Le Président de la République se rend au Liban puis au Caire pour terminer son voyage en Jordanie. Nous sommes malheureusement dans une gesticulation présidentielle qui va probablement encore couter de l’argent aux contribuables français.

Au Liban, François Hollande veut marquer son soutien à l’Armée libanaise alors que le fameux contrat « Donas » qui prévoyait de fournir pour 3 milliards de dollars d’armement français au Liban, grâce un financement saoudien, a été annulé par Riyad. Il va aussi visiter un camp de réfugiés syriens pour rencontrer une famille syrienne qui sera accueillie en France.
Je rappelle que la France va en accueillir 1000 alors qu’au Liban ils sont environ 2 millions de Syriens soit environ un tiers de sa population. Que peut-il faire sinon encore ouvrir les vannes de l’argent public pour que cette visite ne soit pas un fiasco ?
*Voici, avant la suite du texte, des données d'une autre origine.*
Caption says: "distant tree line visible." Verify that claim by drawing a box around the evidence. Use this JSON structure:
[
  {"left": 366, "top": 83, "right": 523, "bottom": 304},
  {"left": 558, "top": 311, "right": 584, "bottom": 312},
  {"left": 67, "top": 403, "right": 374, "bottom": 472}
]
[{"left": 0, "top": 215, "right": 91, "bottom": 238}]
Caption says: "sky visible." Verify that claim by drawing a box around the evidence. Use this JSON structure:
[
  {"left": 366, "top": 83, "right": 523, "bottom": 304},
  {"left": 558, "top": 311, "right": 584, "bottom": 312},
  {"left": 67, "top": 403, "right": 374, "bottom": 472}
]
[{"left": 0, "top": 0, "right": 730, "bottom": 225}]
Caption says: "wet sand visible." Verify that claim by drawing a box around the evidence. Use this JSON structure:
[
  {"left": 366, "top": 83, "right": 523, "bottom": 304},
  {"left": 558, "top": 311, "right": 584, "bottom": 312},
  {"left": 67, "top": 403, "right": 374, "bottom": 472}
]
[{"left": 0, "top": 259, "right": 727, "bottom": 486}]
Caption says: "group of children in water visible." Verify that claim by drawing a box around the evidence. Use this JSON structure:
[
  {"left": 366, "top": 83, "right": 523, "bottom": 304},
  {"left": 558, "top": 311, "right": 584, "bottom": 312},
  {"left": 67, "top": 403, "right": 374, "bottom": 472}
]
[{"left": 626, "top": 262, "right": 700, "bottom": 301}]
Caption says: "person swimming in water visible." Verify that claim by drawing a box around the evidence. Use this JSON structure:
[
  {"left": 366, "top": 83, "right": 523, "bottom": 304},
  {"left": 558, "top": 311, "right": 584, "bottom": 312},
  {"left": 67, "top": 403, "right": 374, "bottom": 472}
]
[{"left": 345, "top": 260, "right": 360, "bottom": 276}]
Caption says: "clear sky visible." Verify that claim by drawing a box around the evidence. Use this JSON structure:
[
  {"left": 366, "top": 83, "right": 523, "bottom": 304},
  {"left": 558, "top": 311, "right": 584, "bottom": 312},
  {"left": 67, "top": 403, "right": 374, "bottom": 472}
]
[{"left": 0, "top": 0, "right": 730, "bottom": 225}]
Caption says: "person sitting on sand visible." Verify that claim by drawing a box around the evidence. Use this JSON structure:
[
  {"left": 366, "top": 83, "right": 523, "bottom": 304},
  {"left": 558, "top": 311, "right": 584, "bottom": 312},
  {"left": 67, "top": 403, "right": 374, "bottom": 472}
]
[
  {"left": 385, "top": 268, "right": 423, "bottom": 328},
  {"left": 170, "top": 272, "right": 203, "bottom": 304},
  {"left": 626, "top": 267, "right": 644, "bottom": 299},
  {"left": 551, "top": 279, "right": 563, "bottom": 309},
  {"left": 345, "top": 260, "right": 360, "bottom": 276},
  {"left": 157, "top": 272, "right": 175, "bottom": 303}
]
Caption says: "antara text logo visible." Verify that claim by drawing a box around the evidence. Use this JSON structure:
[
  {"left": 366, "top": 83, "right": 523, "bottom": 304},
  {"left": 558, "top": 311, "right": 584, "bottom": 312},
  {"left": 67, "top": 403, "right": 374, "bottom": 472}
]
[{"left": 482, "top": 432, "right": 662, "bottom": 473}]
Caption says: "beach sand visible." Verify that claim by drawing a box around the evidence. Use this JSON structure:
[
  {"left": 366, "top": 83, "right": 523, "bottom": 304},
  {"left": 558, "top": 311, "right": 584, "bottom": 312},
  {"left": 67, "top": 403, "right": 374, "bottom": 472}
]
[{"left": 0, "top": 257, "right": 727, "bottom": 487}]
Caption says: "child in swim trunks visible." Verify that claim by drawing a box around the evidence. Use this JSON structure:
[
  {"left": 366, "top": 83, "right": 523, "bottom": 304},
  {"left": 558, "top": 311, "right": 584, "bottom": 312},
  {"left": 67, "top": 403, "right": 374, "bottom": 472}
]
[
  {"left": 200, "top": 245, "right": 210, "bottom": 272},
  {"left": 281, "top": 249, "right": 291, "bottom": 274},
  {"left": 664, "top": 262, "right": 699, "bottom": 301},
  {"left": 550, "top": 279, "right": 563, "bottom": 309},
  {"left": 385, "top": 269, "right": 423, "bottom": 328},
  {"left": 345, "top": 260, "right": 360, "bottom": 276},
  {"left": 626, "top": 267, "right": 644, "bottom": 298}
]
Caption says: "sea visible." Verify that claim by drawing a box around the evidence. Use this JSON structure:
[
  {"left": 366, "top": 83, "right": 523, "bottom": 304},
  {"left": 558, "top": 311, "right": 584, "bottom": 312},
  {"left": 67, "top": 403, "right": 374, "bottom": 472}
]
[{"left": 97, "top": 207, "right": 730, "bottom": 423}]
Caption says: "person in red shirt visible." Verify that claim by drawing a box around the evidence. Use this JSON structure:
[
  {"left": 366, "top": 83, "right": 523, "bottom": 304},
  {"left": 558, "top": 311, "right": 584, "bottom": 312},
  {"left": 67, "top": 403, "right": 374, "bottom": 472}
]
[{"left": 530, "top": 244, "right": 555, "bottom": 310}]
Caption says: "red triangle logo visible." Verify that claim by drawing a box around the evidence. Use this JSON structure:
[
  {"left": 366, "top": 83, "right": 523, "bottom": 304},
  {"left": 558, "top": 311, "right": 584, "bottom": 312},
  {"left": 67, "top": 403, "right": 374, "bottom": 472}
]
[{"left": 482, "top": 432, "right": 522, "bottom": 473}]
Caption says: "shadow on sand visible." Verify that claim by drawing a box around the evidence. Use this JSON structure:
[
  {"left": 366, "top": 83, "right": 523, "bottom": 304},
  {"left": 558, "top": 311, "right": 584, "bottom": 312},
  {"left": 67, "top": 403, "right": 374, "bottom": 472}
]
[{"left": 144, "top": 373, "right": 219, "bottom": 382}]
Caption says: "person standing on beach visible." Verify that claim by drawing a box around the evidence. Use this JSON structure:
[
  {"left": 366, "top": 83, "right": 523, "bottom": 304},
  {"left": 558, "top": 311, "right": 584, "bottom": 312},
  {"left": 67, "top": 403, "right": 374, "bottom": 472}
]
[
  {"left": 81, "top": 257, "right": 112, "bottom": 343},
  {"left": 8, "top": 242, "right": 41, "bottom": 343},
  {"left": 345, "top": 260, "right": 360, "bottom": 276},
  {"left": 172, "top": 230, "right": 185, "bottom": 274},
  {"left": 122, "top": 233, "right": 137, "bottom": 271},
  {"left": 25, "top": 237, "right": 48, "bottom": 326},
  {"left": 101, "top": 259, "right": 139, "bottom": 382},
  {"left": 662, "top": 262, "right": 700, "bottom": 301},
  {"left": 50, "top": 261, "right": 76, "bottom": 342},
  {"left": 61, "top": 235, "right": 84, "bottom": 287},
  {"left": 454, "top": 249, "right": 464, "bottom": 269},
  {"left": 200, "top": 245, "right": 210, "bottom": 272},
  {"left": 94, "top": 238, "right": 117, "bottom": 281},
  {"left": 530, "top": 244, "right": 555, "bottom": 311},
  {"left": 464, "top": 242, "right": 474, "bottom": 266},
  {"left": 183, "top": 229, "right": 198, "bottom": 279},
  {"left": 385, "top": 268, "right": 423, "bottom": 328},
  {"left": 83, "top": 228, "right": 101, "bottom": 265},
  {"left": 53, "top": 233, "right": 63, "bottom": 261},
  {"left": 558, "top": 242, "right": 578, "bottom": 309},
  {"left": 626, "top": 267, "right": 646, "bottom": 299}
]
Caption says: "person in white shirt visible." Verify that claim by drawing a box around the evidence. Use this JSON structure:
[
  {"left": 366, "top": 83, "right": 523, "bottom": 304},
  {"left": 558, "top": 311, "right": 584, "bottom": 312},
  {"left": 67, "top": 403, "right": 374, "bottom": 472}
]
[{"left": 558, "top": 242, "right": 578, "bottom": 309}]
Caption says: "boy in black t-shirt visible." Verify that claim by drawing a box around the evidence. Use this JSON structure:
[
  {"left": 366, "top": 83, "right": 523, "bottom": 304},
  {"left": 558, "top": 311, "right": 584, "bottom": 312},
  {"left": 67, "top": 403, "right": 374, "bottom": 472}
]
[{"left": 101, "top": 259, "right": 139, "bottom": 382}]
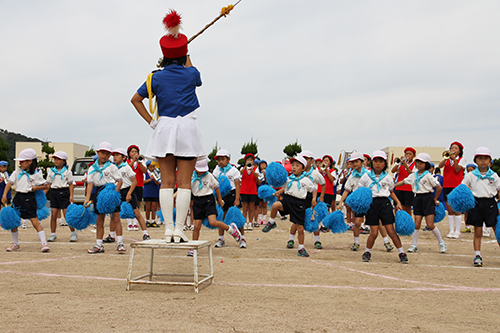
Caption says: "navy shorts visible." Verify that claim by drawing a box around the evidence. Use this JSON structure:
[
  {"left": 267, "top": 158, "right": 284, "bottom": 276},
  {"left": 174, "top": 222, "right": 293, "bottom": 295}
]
[
  {"left": 222, "top": 190, "right": 236, "bottom": 212},
  {"left": 12, "top": 192, "right": 37, "bottom": 219},
  {"left": 467, "top": 198, "right": 498, "bottom": 228},
  {"left": 394, "top": 190, "right": 415, "bottom": 206},
  {"left": 49, "top": 187, "right": 70, "bottom": 209},
  {"left": 365, "top": 197, "right": 394, "bottom": 226},
  {"left": 193, "top": 194, "right": 217, "bottom": 220},
  {"left": 279, "top": 194, "right": 306, "bottom": 225},
  {"left": 120, "top": 187, "right": 139, "bottom": 209},
  {"left": 413, "top": 192, "right": 436, "bottom": 216}
]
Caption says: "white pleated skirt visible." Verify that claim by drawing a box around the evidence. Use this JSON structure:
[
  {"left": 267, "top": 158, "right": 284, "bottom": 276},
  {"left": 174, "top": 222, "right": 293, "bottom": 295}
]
[{"left": 144, "top": 111, "right": 207, "bottom": 161}]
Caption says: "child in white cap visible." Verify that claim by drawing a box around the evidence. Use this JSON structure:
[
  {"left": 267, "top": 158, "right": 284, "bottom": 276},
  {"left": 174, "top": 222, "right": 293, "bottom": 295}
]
[
  {"left": 462, "top": 147, "right": 500, "bottom": 267},
  {"left": 213, "top": 149, "right": 242, "bottom": 247},
  {"left": 394, "top": 153, "right": 446, "bottom": 253},
  {"left": 2, "top": 148, "right": 50, "bottom": 252},
  {"left": 188, "top": 159, "right": 241, "bottom": 256},
  {"left": 85, "top": 142, "right": 126, "bottom": 254},
  {"left": 358, "top": 150, "right": 408, "bottom": 264},
  {"left": 262, "top": 155, "right": 317, "bottom": 257},
  {"left": 47, "top": 151, "right": 78, "bottom": 242}
]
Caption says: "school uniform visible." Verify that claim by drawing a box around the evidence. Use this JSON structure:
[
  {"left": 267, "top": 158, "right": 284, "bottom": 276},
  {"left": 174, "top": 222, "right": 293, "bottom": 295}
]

Car enfin, de par sa politique syrienne de déstabilisation du régime d’Assad, il est en partie la cause de ces millions de réfugiés. En 2010, dans 26 pays européens couverts par Eurostat [1], seulement 955 réfugiés syriens avaient été accueillis pour des raisons autres qu’économiques, alors qu’en 2014 ils étaient 24 961 soit 30 fois plus. C’est donc la politique irresponsable de déstabilisation du régime syrien initialement financée par l’Arabie Saoudite et le Qatar et dans laquelle François Hollande a toujours eu une position en flèche qui est la cause du problème de réfugiés syriens et non, comme on essaie de nous le faire croire, le régime syrien. Tous ceux comme moi qui allaient en Syrie avant les événements voyaient un pays en plein développement où les habitants vivaient en paix, pratiquaient la religion de leur choix et voyaient leur pouvoir d’achat augmenter.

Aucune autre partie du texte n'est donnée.